Now it appears that a few physicians feel like the walls are closing in on their practices as "allied professionals" offer similar services. Instead of calling 911, they are calling lawyers and law makers, siting practicing outside of their scope.
While I am not educated on all of the complaints, the few I do know about midwifery.
But this is not the first time midwifery has been a target. According to the "History of Midwifery" written by the University of Texas Southwest Medical Center in Dallas:
Obstetricians began to identify a difference not only in the practices of the two professionals, but also in the neonatal/maternal outcomes between births attended by physicians and those by midwives. Statistics regarding maternal deaths and neonatal deaths which were available, sometimes suggested that midwifery attended births had poorer statistical outcomes than physician attended deliveries. It must be noted that any discrepancy may have been influenced by other factors. For example, as physicians became the provider of choice for the affluent woman, midwives cared for an increasing number of poor women. These midwifery clients usually lived either in rural areas of the country, or in immigrant areas of large urban cities where poor nutrition and poor sanitation were the norm. (Even with that consideration, sometimes midwifery statistics were equal or better.)The discrepancy between care of the two groups of providers was not as apparent in Europe, for it was during the 19th century that formalization of midwifery education had occurred in that continent, and statistical outcomes of midwifery practices were comparable to that of physicians in the same countries. Regardless of etiology, the difference between statistical outcomes of midwives and physicians in the United States precipitated a perception characterized as the "midwifery problem".

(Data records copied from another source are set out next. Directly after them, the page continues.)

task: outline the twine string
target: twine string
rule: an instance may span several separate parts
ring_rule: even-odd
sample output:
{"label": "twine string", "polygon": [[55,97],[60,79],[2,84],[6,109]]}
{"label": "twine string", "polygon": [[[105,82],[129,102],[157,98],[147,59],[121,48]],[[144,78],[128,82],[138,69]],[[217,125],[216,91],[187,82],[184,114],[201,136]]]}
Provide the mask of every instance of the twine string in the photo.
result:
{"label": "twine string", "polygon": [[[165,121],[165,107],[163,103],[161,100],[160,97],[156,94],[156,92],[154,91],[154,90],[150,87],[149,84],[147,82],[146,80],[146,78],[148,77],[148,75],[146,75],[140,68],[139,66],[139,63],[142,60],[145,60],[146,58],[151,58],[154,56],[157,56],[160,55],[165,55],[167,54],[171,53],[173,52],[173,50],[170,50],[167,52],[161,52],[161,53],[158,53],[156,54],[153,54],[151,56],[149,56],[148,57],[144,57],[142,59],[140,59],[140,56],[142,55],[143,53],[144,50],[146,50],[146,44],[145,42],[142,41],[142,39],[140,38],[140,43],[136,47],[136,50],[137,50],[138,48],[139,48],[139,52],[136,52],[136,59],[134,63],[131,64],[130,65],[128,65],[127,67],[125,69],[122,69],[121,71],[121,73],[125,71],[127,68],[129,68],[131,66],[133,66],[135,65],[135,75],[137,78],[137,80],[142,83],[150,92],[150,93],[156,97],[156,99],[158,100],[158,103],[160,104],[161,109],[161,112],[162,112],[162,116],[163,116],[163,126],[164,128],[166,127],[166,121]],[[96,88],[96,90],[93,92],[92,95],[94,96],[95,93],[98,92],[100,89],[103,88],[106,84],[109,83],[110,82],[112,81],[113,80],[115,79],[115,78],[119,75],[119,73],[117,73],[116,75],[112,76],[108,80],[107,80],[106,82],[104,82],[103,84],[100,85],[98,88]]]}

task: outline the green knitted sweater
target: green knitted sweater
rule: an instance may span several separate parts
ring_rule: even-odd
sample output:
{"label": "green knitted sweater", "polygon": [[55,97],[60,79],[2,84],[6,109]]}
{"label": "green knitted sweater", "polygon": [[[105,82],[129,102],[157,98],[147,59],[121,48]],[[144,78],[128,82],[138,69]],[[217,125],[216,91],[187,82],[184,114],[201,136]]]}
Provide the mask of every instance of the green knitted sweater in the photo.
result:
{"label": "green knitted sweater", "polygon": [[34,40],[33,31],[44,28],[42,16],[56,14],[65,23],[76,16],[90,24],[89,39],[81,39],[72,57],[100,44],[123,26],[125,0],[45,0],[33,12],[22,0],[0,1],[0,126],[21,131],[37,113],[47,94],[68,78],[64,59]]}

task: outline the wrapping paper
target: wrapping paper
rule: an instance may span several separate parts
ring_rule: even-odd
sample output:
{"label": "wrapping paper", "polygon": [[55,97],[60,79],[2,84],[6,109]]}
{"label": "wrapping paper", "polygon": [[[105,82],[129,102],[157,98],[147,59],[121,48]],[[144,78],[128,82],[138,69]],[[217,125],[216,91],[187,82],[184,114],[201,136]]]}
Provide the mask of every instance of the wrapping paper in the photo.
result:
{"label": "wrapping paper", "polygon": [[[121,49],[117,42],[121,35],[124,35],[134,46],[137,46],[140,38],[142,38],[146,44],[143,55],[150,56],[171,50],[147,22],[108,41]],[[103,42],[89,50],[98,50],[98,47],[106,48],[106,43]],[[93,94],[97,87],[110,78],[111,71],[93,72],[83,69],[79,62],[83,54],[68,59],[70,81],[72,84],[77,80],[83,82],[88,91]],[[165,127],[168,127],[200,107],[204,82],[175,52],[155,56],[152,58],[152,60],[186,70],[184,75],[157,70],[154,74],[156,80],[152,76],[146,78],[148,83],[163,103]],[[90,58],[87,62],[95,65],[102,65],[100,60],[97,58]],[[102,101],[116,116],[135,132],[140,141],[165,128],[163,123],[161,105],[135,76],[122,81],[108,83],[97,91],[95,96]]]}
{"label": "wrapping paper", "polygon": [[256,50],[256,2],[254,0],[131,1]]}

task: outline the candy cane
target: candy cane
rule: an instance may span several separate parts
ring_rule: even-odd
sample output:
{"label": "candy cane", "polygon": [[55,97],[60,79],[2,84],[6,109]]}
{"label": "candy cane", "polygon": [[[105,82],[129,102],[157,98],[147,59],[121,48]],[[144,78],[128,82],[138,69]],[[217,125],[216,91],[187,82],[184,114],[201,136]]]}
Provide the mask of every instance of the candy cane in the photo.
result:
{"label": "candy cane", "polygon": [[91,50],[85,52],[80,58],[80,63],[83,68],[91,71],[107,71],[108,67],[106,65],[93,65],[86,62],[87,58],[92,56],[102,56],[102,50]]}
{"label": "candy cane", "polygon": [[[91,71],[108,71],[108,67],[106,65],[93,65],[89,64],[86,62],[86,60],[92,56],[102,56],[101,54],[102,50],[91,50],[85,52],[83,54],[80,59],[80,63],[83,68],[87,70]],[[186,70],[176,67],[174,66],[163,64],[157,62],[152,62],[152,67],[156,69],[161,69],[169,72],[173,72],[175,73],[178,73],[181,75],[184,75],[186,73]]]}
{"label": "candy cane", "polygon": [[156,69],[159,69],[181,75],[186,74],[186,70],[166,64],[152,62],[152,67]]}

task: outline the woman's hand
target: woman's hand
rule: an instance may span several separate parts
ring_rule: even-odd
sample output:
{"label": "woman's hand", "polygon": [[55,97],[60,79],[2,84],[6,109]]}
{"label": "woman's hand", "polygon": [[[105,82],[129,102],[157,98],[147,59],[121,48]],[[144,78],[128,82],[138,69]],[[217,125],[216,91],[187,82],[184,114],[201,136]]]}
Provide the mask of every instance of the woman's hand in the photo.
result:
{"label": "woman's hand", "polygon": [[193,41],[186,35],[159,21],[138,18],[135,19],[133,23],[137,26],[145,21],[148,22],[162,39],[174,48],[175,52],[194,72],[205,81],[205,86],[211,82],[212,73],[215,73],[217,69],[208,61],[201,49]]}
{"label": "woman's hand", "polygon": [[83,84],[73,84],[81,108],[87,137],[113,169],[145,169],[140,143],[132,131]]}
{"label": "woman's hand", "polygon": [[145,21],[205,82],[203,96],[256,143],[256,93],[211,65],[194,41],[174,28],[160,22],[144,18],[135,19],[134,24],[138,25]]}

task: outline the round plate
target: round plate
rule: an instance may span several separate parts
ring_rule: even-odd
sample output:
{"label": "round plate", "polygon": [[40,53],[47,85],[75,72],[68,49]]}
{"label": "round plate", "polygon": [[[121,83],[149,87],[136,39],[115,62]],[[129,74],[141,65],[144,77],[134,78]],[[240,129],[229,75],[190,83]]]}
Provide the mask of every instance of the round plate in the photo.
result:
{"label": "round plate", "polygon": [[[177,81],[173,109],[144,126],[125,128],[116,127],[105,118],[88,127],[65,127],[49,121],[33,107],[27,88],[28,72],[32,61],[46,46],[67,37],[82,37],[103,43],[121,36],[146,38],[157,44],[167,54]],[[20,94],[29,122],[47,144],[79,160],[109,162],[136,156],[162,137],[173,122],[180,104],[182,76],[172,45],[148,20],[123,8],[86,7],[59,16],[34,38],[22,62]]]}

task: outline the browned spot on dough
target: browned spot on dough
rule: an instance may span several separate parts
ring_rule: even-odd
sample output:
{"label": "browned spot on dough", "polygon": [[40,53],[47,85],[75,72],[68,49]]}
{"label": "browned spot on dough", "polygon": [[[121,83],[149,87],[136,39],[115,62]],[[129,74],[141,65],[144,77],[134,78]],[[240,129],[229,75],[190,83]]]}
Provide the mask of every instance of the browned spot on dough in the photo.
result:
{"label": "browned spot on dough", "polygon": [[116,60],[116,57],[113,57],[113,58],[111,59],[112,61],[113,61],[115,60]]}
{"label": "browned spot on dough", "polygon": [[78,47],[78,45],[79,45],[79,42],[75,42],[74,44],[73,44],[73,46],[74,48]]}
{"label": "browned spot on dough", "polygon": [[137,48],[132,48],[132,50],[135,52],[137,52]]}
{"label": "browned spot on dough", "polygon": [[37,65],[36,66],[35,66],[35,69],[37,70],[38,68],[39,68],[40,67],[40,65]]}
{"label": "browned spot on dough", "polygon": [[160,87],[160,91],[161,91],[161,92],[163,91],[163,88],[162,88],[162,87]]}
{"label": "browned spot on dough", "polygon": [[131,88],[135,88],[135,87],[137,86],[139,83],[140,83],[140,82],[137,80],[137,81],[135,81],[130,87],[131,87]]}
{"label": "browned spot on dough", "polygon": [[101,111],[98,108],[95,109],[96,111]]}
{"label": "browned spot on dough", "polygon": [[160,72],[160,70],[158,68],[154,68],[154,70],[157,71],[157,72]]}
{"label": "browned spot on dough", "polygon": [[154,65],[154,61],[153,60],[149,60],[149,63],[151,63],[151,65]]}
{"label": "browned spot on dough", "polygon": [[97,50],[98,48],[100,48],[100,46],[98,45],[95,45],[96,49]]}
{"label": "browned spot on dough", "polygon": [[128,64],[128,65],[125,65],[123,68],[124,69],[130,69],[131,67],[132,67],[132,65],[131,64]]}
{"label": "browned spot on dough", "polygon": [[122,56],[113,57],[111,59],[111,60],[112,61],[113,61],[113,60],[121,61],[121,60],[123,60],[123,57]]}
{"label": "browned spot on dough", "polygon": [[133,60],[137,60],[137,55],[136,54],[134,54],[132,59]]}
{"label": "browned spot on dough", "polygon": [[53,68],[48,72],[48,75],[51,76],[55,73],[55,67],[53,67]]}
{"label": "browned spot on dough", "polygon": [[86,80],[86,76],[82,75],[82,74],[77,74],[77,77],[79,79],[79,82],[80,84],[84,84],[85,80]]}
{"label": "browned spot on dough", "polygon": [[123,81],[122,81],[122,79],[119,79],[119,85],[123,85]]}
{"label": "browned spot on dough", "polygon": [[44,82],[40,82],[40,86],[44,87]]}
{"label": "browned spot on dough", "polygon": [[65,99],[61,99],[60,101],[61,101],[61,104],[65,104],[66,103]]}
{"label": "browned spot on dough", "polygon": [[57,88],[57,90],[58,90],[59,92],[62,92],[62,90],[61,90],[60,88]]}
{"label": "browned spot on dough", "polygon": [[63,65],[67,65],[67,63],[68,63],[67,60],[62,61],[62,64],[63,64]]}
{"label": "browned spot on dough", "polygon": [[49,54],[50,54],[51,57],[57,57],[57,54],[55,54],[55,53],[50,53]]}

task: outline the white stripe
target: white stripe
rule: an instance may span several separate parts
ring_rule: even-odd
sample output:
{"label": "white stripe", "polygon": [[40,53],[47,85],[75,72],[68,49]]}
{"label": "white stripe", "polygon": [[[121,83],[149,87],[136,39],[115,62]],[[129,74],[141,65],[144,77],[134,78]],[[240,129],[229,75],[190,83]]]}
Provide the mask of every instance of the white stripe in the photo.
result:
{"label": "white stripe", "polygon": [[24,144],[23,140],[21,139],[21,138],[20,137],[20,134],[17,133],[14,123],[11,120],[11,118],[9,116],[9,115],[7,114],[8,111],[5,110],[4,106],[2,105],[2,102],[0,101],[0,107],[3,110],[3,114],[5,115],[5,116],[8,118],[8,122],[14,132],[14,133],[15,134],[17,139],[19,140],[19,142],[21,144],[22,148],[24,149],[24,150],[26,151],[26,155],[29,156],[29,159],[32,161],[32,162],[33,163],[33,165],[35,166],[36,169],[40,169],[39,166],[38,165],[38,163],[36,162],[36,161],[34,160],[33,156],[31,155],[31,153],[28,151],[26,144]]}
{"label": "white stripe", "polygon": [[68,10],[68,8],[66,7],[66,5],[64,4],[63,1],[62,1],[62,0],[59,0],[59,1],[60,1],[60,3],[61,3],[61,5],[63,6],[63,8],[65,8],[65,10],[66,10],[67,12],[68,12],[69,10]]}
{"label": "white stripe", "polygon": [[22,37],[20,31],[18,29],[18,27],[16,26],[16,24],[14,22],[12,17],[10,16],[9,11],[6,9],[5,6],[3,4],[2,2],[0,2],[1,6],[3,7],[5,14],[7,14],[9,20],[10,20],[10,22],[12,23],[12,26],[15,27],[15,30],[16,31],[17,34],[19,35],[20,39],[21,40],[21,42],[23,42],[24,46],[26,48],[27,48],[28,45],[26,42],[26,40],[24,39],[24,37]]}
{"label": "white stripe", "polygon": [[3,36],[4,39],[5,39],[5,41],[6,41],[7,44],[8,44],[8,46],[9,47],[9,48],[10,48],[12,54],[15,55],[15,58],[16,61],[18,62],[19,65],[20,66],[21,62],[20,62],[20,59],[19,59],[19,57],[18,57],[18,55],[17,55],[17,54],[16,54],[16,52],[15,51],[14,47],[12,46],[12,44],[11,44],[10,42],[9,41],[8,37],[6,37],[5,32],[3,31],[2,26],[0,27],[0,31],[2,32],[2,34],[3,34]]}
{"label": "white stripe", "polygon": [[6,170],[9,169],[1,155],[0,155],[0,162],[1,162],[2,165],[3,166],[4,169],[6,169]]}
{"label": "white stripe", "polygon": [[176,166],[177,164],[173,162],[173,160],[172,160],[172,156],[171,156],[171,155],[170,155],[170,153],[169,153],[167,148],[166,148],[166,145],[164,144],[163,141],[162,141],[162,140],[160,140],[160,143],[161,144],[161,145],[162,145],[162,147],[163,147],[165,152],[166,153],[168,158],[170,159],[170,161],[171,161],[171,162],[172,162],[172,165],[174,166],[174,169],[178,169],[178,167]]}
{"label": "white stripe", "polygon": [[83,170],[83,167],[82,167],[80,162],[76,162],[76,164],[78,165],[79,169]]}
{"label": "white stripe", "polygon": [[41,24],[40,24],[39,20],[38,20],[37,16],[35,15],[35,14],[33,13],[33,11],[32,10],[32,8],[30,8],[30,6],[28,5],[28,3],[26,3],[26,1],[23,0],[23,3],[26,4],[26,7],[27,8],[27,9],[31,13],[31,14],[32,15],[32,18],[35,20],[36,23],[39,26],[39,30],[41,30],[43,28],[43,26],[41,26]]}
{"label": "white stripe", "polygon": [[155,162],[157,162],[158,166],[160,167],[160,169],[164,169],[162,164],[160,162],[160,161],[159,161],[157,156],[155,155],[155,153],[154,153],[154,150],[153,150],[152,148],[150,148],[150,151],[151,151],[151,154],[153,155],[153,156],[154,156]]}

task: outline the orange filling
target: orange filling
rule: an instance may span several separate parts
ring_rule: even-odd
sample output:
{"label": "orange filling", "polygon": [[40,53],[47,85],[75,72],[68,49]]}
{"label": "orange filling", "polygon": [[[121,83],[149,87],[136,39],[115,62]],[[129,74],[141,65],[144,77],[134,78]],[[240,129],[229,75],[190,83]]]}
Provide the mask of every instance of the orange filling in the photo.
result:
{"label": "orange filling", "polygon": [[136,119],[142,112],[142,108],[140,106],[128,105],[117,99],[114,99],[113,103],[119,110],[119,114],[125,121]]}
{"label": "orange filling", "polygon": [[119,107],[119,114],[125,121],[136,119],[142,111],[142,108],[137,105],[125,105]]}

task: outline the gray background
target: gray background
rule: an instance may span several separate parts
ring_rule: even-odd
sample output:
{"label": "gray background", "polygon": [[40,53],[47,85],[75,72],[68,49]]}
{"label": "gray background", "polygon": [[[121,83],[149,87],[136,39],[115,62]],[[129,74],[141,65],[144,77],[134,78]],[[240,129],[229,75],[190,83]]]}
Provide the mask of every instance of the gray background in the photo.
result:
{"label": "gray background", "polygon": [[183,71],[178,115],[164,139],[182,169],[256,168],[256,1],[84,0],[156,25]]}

Current research is showing a difference in outcomes between physician and midwifery care ~ and in some instances, midwifery statistics are better. In the March 16, 2009 issue of American Medical Association News, midwifery again becomes the target.
And I have recently learned that several states, including Ohio, are beginning to legislate what childbirth educators should include in their curriculum (Ohio Revised Code 3701.63). This section of the Ohio Revised Code has to do with the dissemination of materials to educate on Shaken Baby Syndrome and I DO NOT HAVE AN ISSUE WITH THE TOPIC. What I do have an issue with is legislation mandating what childbirth educators teach in their classes.
To me, this is a dangerous precedent to set.
When childbirth education classes were "moved" out of the community and into the hospital (co-optation in the 1980s), I warned the CBE community of the dilution of curriculums to what the hospitals and staff wanted covered ~ which may or may not always be the evidence-based research.
I guess once again I am sounding an alarm. Take a good hard look at what is happening today and how that will impact tomorrow.